With initial support from the Harvard China Fund, the WHO Collaborating Center in Pharmaceutical Policy at Harvard Medical School and Harvard Pilgrim Health Care in Boston, USA began to expand the Medicines and Insurance Coverage (MedIC) Initiative to China. MedIC is an interdisciplinary global partnership between universities, health care organizations, governments, and insurance systems focused on strengthening capacity for medicines policy decision making in health care organizations and insurance schemes, and conducting focused research on policies to improve medicines access, affordability and use.
Through capacity building and applied research collaborations, MedIC seeks to support the development of evidence for policy decision making in China on issues such as: optimal reimbursement policies for medicines in the urban health insurance system; incentives to encourage cost-effective prescribing for insured members according to standard treatment guidelines; and a minimum medicines benefit package for members of the new Rural Cooperative Medical Scheme.
A first activity of MedIC in China was the MedIC Course in Pharmaceutical Policy Analysis for policy decision makers from hospitals, health insurance systems, and others interested in medicines policy issues, held at Xuan Wu Hospital of Capital Medical University, #45, Chang-chun Street, Xuan-wu District, Beijing, China in March 2009. The course was organized by the WHO Collaborating Center in Pharmaceutical Policy; Harvard School of Public Health; Capital University of Medical Sciences; Xuan-wu Hospital; the Beijing Public Health Insurance Committee; the Ministry of Health; and the World Health Organization in China
Forty-eight leading pharmacists, physicians, and administrators from eight Beijing teaching hospitals and leading analysis and policy development staff from the Beijing Public Health Insurance participated. Thirteen experts in pharmaceutical policy research and pharmacoepidemiology from Australia, China, South Africa, Switzerland, Thailand, and the U.S. facilitated the course. Conducted in English with sequential translation into Chinese, the 9-day highly interactive course consisted of brief lectures, small and large group case discussions, and small group hands-on analyses of health systems data. In multi-disciplinary teams, participants selected a specific medicines policy issue in their systems and designed medicine policy interventions and evaluations for implementation after the course.

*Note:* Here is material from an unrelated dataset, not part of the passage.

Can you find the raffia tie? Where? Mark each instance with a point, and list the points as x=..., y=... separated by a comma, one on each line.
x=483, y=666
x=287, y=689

We plan to continue to support the development of a cohort of trainers in China who will adapt and implement MedIC courses on a large scale for other students, academics, public health officials, and policy makers. We also offer longer-term training opportunities in pharmaceutical policy analysis at Harvard for qualified Chinese colleagues.

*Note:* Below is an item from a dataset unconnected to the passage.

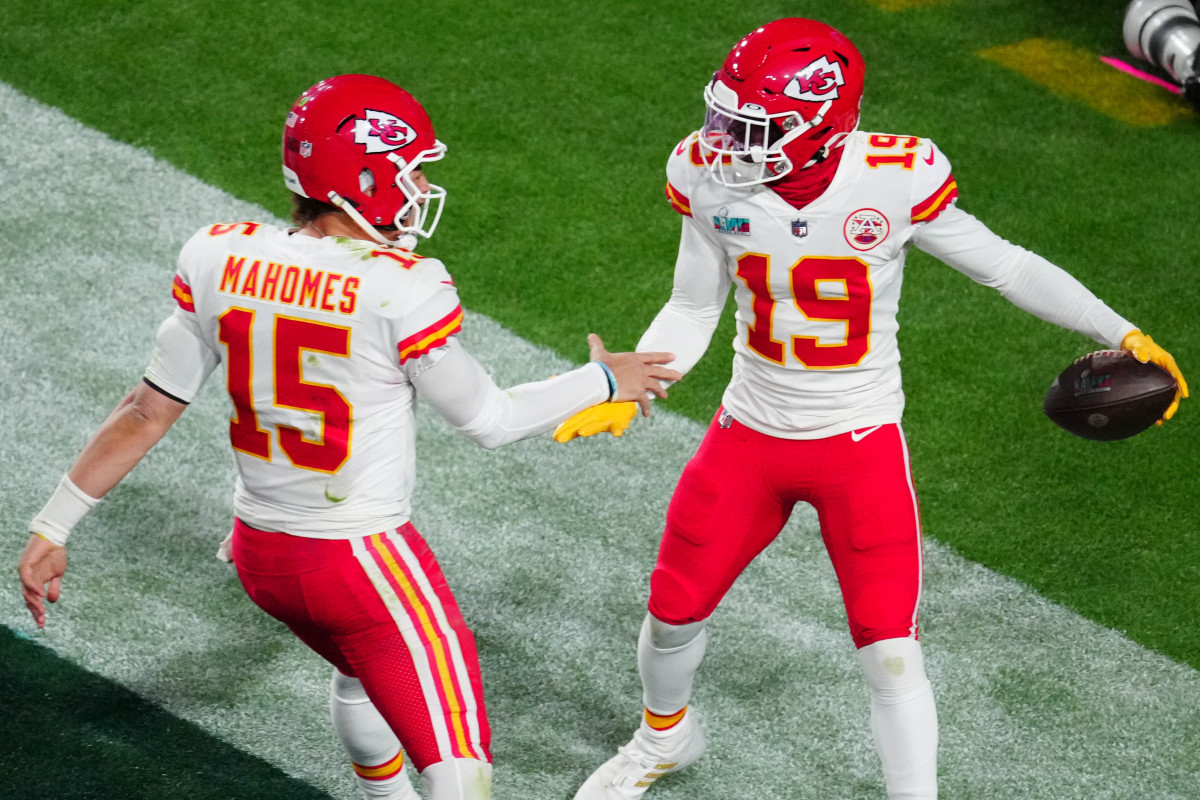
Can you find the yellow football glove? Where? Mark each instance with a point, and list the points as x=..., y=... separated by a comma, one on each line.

We gratefully acknowledge the following organizations which supported the development and implementation of the first MedIC Course in Beijing: Xuan-wu Hospital of Capital University of Medical Sciences; the Beijing Public Health Insurance Committee; and the World Health Organization in Beijing, China; the Harvard China Fund of Harvard University; the China Initiative of Harvard School of Public Health in Boston, USA; and the Department of Ambulatory Care and Prevention (now Department of Population Medicine) of Harvard Medical School and the Harvard Pilgrim Health Care Institute, Boston, USA.